Posted by on March 25, 2018 in ACS Meetings


PRESENTATION ACS SPRING 2018: Adding Complex Expert Knowledge into Chemical Database and Transforming Surfactants in Wastewater

Adding Complex Expert Knowledge into Chemical Databases: Transforming Surfactants in Wastewater

PRESENTED by Emma Schymanski

The increasing popularity of high mass accuracy non-target mass spectrometry methods has yielded extensive identification efforts based on chemical compound databases. Candidate structures are often retrieved with either exact mass or molecular formula from large resources such as PubChem, ChemSpider or the EPA CompTox Chemistry Dashboard. Additional data (e.g. fragmentation, physicochemical properties, reference and data source information) is then used to select potential candidates, depending on the experimental context. However, these strategies require the presence of substances of interest in these compound databases, which is often not the case as no database can be fully inclusive. A prominent example with clear data gaps are surfactants, used in many products in our daily lives, yet often absent as discrete structures in compound databases. Linear alkylbenzene sulfonates (LAS) are a common, high use and high priority surfactant class that have highly complex transformation behaviour in wastewater. Despite extensive reports in the environmental literature, few of the LAS and none of the related transformation products were reported in any compound databases during an investigation into Swiss wastewater effluents, despite these forming the most intense signals. The LAS surfactant class will be used to demonstrate how the coupling of environmental observations with high resolution mass spectrometry and detailed literature data (expert knowledge) on the transformation of these species can be used to progressively “fill the gaps” in compound databases. The LAS and their transformation products have been added to the CompTox Chemistry Dashboard ( using a combination of “representative structures” and “related structures” starting from the structural information contained in the literature. By adding this information into a centralized open resource, future environmental investigations can now profit from the expert knowledge previously scattered throughout the literature. Note: This abstract does not reflect US EPA policy.



PRESENTATION ACS Spring 2018: Curating “Suspect Lists” for International Non-target Screening Efforts

Curating “Suspect Lists” for International Non-target Screening Efforts

Emma L. Schymanski, Reza Aalizadeh, Nikolaos S. Thomaidis, Juliane Hollender, Jaroslav Slobodnik, Antony J. Williams5

1Luxembourg Centre for Systems Biomedicine (LCSB), University of Luxembourg, Campus Belval, Luxembourg.
2National and Kapodistrian University of Athens, Department of Chemistry, Panepistimiopolis Zografou, 157 71 Athens, Greece.
3Eawag: Swiss Federal Institute of Aquatic Science and Technology, Dübendorf, Switzerland.
4Environmental Institute, Okružná 784/42, 972 41 Koš, Slovak Republic.
5National Center for Computational Toxicology, US EPA, Research Triangle Park, Durham, NC, USA.

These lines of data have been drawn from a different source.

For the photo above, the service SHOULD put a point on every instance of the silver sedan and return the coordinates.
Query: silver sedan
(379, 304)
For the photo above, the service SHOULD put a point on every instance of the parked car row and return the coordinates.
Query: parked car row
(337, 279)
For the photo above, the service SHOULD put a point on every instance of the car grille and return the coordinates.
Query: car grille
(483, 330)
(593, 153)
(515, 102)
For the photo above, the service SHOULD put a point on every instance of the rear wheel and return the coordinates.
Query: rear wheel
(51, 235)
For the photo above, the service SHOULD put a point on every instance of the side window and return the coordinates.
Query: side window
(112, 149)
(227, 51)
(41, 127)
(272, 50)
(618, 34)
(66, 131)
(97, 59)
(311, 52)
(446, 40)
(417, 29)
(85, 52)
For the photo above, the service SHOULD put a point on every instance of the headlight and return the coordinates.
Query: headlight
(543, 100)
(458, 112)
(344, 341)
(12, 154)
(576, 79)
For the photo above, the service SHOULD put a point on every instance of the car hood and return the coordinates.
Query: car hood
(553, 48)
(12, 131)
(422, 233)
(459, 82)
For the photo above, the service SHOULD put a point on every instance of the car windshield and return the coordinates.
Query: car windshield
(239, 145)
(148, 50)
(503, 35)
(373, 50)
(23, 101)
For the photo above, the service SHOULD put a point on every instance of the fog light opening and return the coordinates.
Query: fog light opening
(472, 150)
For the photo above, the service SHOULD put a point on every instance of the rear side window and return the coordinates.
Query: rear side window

PRESENTED by Emma Schymanski

The NORMAN Network ( is a unique network of reference laboratories, research centres and related organisations for monitoring of emerging environmental substances, through European and across the world. Key activities of the network include prioritization of emerging substances and non-target screening. A recent collaborative trial revealed that suspect screening (using specific lists of chemicals to find “known unknowns”) was a very common and efficient way to expedite non-target screening (Schymanski et al. 2015, DOI: 10.1007/s00216-015-8681-7). As a result, the NORMAN Suspect Exchange was founded ( and members were encouraged to submit their suspect lists. To date 20 lists of highly varying substance numbers (between 52 and 30,418), quality and information content have been uploaded, including valuable information previously unavailable to the public. All preparation and curation was done within the network using open access cheminformatics toolkits. Additionally, members expressed a desire for one merged list (“SusDat”). However, as a small network with very limited resources (member contributions only), the burden of curating and merging these lists into a high quality, curated dataset went beyond the capacity and expertise of the network. In 2017 the NORMAN Suspect Exchange and US EPA CompTox Chemistry Dashboard ( pooled resources in curating and uploading these lists to the Dashboard ( This talk will cover the curation and annotation of the lists with unique identifiers (known as DTXSIDs), plus the advantages and drawbacks of these for NORMAN (e.g. creating a registration/resource inter-dependence). It will cover the use of “MS-ready structure forms” with chemical substances provided in the form observed by the mass spectrometer (e.g. desalted, as separate components of mixtures) and how these efforts will support other NORMAN activities. Finally, limitations of existing cheminformatics approaches and future ideas for extending this work will be covered. Note: This abstract does not reflect US EPA policy.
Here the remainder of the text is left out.